The authorisations to purchase treasury shares are requested for the maximum duration required by law of eighteen months from the date of the Shareholder authorisation resolution. The Board of Directors has resolved to propose to the Shareholders’ Meeting that the purchases be made at a price to be identified each time, considering the chosen method by which to implement the transaction; without prejudice to the fact that purchases will be made for a price no more than 10% lower and no more than 10% higher than the reference price recorded by the INWIT share in the stock market session on the day prior to each individual transaction. With reference to the disposal of treasury shares other than cancellation as above, the Board of Directors has resolved to propose that the Shareholders’ Meeting do so in any way considered as appropriate and in the Company’s interests, for the pursuit of the aims as per the resolution proposal. As of today, INWIT holds 293,873 treasury shares in the portfolio, equal to 0.03% of the share capital. For all additional information concerning the proposed authorisation to purchase and dispose of treasury shares, please refer to the explanatory reports of the directors, which will be published within the terms and according to the methods set forth by provisions of law and regulations in force.

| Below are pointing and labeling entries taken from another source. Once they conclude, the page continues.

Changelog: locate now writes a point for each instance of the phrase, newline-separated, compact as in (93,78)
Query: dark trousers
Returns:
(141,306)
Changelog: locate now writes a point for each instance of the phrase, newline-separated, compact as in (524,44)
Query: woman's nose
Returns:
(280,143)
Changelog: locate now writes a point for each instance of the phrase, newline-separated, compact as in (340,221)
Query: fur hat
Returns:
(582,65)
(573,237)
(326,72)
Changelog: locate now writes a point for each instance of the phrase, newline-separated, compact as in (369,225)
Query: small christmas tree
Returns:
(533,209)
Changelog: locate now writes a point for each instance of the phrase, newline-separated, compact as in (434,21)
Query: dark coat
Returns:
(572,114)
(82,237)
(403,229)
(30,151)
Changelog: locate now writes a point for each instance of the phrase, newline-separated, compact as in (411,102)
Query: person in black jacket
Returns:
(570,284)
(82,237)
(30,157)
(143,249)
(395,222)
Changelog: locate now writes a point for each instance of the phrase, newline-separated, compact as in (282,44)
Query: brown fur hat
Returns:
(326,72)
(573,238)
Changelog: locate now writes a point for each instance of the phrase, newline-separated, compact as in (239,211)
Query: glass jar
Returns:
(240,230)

• the proposal to supplement the independent auditors’ fees.
The call notice of the Shareholders’ Meeting of 18 April 2023 and all related documents shall be made available to the public – within the terms of the law – on the Company website (https://www.inwit.it/en/governance/shareholders-meeting/) and on the authorised storage platform “1INFO” (www.1Info.it).

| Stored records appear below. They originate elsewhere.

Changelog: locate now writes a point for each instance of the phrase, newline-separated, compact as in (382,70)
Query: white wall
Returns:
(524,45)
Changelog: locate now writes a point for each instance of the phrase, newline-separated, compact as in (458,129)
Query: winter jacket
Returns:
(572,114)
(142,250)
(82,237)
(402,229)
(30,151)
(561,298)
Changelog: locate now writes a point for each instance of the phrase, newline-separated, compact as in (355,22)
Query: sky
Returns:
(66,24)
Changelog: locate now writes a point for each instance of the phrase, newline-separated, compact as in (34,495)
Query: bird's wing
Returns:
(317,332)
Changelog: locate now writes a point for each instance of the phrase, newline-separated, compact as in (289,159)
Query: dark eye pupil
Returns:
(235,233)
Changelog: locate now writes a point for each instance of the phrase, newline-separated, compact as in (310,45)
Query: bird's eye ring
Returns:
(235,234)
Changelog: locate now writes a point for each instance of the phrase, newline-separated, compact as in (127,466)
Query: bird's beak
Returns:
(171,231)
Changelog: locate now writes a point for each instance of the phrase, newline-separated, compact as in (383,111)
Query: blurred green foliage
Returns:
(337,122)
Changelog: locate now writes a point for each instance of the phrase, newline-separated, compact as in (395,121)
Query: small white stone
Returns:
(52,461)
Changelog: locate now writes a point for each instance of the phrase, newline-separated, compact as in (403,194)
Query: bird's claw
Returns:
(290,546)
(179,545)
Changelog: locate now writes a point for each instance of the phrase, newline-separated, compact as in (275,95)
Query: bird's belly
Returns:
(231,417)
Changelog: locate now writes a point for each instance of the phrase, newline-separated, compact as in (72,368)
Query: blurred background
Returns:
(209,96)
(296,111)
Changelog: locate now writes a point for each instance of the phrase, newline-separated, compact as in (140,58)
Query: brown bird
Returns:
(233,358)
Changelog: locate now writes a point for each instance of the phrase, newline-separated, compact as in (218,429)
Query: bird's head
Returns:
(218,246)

Information on Russia/Ukraine conflict
With reference to the events relating to the war in Ukraine, the factors that may impact the business performance have been identified and assessed under the scope of the Enterprise Risk Management process. The company constantly monitors the crisis as it unfolds, intensifying its monitoring and risk mitigation measures as may be necessary, also with a view to identifying any impacts that cannot be foreseen to date. In any case, there are no significant effects on the financial statements as at 31 December 2022 or on the outlook for the company’s business.
Significant events after the end of FY 2022
No significant events occurred after the end of the financial year.
The economic and financial results of INWIT at 31 December 2022 will be illustrated to the financial community during a conference call scheduled for 3 March 2023 at 10.30 a.m. (CET). Journalists may listen to the conference call, without asking questions, by calling: +39 02 8020927. The presentation to support the conference call will be made available in advance in the Investors section of the company website www.inwit.it.
Pursuant to subsection 2, Article 154-bis of the Consolidated Law on Finance, the Manager responsible for preparing the corporate accounting documents, Rafael Giorgio Perrino, has declared that the accounting disclosures contained in this press release correspond to the documentary evidence and the accounting books and records.